A selling spree of Chinese ADRs by US-based hedge funds intensified this month amid tightening financial conditions, according to Morgan Stanley.
(Bloomberg) — A selling spree of Chinese ADRs by US-based hedge funds intensified this month amid tightening financial conditions, according to Morgan Stanley.
Hedge fund managers sold a net $5.7 billion of American depositary receipts for Chinese companies in February, according to figures from the Wall Street bank. That’s up from $300 million in January, its quantitative strategy team said in a report Monday.
Investor sentiment toward Chinese shares has cooled in February after a sizzling three-month rally triggered by the country’s reopening. The NASDAQ Golden Dragon China Index, which measures Chinese stocks traded in the US, has fallen 15% this month after gaining over 80% since October.

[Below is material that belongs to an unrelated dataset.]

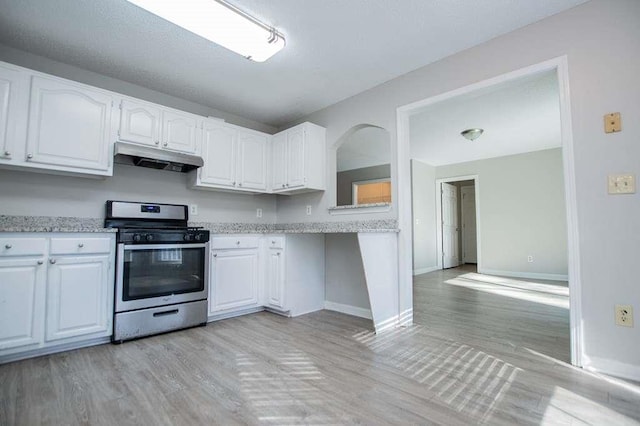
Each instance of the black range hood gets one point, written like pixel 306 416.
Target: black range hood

“Hedge fund managers have been de-grossing since mid-January amid re-tightening financial conditions,” analysts including Gilbert Wong and Laura Wang wrote in the note. “Long duration exposures, in particular Chinese ADRs, were disfavored because of trading technicals and macro backdrop.”
ADRs connected to Chinese electric vehicle makers and Internet firms were shorted the most, the team added. US long-term investors were also “taking a pause” from adding China exposure and becoming more selective in their holdings.
“Our fund flows analysis shows that US-based long-only managers have net sold $1.3 billion of Chinese ADRs in February month-to-date, after two consecutive months of net buying of $2.1 billion in total,” the note said.